Die schwedische Journalistin und Buchautorin Lotte Möller hat mehrere Bücher zum Thema Natur und Garten verfasst. Sie wurde u. a. mit dem Linné-Preis und mit der Verdienstmedaille der Königlichen Patriotischen Gesellschaft ausgezeichnet. Inspiriert wurde sie diesem Buch durch die Bienenstöcke in ihrem Garten im südschwedischen Lund.

EINLEITUNG


Der Sinn der Bienen sind die Bienen.
Wie das Leben. Dessen Sinn ist das Leben.
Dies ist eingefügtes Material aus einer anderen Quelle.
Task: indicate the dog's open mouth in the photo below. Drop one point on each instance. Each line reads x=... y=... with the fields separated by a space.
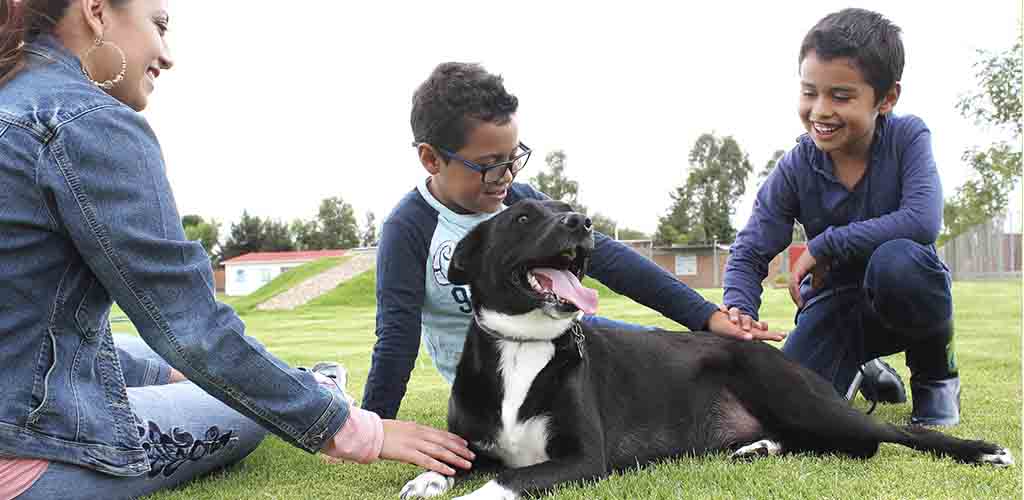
x=556 y=281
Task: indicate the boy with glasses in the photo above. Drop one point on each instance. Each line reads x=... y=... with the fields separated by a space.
x=467 y=138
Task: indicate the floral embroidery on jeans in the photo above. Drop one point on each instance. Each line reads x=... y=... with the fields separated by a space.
x=167 y=452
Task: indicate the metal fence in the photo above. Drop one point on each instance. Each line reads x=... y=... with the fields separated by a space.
x=987 y=251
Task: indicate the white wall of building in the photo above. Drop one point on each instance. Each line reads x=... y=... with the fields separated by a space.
x=246 y=278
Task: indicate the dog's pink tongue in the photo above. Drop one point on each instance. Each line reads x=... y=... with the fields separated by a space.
x=566 y=286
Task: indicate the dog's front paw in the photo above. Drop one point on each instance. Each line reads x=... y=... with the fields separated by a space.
x=492 y=491
x=427 y=485
x=1001 y=458
x=763 y=448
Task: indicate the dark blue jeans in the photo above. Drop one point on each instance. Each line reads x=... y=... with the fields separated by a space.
x=904 y=303
x=186 y=432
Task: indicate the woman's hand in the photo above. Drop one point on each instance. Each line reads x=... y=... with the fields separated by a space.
x=733 y=323
x=426 y=447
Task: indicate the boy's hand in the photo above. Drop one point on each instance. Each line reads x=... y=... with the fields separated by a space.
x=807 y=263
x=734 y=324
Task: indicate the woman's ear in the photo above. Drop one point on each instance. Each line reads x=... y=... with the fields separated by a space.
x=94 y=15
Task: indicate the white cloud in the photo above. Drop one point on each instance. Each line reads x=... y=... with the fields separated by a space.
x=273 y=109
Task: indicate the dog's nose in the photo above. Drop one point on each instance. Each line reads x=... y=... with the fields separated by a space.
x=578 y=221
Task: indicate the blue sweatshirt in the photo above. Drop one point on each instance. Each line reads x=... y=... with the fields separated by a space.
x=899 y=197
x=415 y=298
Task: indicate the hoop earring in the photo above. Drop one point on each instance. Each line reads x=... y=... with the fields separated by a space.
x=107 y=84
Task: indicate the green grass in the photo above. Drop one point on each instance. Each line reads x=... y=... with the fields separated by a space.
x=988 y=322
x=284 y=282
x=357 y=292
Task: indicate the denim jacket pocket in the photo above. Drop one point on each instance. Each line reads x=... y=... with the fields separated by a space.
x=91 y=314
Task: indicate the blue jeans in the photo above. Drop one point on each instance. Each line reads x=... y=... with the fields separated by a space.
x=186 y=433
x=903 y=304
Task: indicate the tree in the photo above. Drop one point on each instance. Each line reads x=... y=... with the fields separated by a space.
x=207 y=234
x=370 y=231
x=555 y=183
x=701 y=208
x=254 y=235
x=275 y=237
x=304 y=234
x=995 y=105
x=246 y=237
x=775 y=157
x=336 y=226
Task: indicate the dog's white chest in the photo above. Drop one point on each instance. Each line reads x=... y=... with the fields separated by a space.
x=521 y=443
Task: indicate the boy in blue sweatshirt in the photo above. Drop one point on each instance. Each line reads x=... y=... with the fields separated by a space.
x=467 y=138
x=864 y=185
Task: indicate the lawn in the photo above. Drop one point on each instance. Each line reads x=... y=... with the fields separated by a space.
x=988 y=323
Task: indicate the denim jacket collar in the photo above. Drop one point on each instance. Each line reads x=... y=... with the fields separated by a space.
x=47 y=46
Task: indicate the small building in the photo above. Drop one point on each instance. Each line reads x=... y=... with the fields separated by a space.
x=247 y=273
x=698 y=265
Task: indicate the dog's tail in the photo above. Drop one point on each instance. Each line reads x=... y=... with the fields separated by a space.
x=804 y=412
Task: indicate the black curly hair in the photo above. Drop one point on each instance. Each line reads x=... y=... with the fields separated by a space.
x=868 y=39
x=455 y=97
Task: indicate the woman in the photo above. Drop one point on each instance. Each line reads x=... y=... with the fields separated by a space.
x=86 y=217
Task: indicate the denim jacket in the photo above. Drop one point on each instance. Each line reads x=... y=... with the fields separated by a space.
x=87 y=217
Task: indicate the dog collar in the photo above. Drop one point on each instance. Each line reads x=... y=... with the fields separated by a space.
x=574 y=328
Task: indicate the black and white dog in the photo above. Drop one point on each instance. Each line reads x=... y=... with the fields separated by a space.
x=544 y=401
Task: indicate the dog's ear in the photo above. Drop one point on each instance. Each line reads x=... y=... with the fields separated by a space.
x=465 y=262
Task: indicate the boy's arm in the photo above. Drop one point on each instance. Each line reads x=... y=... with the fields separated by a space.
x=400 y=292
x=767 y=233
x=626 y=272
x=919 y=217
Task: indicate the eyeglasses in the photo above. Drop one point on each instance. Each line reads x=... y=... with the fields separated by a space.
x=494 y=173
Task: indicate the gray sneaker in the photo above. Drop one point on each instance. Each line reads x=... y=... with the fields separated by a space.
x=338 y=374
x=878 y=382
x=935 y=402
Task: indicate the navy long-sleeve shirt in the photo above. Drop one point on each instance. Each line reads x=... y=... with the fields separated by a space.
x=899 y=197
x=415 y=300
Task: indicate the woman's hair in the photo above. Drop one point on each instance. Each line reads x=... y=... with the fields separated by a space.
x=20 y=21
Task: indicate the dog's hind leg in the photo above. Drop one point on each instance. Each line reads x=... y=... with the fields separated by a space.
x=806 y=414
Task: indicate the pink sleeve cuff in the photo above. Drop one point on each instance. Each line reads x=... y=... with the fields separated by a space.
x=360 y=439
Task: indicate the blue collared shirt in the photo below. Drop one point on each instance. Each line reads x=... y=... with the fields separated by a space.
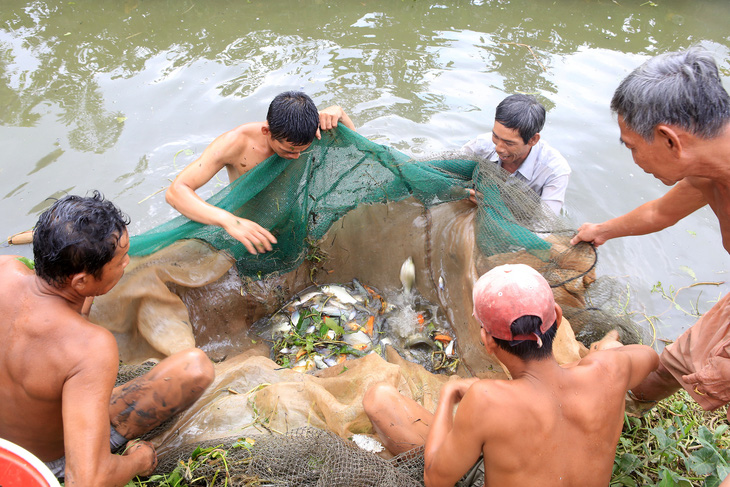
x=545 y=170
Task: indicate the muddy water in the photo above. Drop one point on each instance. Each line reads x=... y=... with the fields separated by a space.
x=120 y=96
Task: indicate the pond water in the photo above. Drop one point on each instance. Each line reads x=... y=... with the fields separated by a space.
x=120 y=96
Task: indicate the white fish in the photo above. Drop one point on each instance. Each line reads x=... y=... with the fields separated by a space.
x=408 y=275
x=340 y=293
x=449 y=351
x=300 y=300
x=358 y=340
x=330 y=361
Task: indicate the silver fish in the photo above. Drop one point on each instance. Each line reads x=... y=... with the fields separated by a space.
x=449 y=350
x=358 y=340
x=408 y=275
x=340 y=293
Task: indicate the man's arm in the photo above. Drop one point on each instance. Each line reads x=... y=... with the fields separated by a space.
x=181 y=195
x=85 y=405
x=331 y=116
x=453 y=444
x=680 y=201
x=639 y=361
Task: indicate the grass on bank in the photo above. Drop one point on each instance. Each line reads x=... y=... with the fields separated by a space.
x=674 y=444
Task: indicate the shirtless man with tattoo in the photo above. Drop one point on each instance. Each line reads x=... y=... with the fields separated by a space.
x=57 y=369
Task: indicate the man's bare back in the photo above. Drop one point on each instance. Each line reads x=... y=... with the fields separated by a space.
x=549 y=425
x=45 y=342
x=57 y=370
x=577 y=412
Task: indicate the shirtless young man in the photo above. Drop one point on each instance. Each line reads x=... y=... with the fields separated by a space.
x=549 y=425
x=291 y=125
x=57 y=370
x=674 y=116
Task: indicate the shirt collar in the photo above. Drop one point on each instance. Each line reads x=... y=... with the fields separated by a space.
x=527 y=168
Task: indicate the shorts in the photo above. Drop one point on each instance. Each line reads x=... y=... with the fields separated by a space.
x=58 y=467
x=700 y=358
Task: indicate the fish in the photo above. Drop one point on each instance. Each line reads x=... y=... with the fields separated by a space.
x=449 y=350
x=408 y=275
x=340 y=293
x=359 y=340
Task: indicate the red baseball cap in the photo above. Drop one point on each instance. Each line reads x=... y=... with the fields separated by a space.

aus Bi-dur von Carl Magnus von Seth

DER RÖMER PLINIUS MEINTE, die Honigbienen seien die einzigen Insekten, die für den Menschen geschaffen worden seien, eine Ansicht, die lange Bestand hatte und auf die man gelegentlich heute noch stößt. Die Bienen gäben uns nicht nur Honig und Wachs, darüber hinaus seien sie ein Vorbild, was Fleiß, Selbstlosigkeit und effektiven Staatenbau betreffe. »Die beflügelten Äolsharfen können uns in müßigen Stunden eine vergnügliche Gesellschaft sein, führen sie uns doch zu edler Gemütsstimmung und nützlichen Betrachtungen«, schrieb der Propst Fredrik Thorelius Mitte des 19. Jahrhunderts ganz im Geiste seiner Zeit. Ebenso typisch, allerdings für eine spätere Epoche, sind die Ausführungen des Schriftstellers Jørgen Steen Nielsen aus dem Jahr 2016:

Wir bilden uns ein, dass wir die intelligentesten Wesen seien. Aber Intelligenz besteht aus vielen verschiedenen Faktoren, unter anderem der Fähigkeit, das Überleben und die Stabilität einer Gesellschaft zu sichern, indem man zuhört, zusammenarbeitet und das gemeinsame Wohl in den Mittelpunkt stellt. Wenn wir nicht in der Lage sind, in dieser Hinsicht von den Bienen zu lernen, die darin so viel mehr Erfahrung haben, verlieren wir zuerst die Bienen und dann uns selbst.

IMKEREI AUF DEM LAND
Die Imkerei war früher ein natürlicher Teil der Selbstversorgung auf dem Land. Karl-Bertil und Anna Lovisa Johansson in Södra Vi bedeckten traditionsgemäß ihre Stroh-Bienenkörbe mit Hauben aus Kiefernrinde, um sie vor Regen und Unwetter zu schützen.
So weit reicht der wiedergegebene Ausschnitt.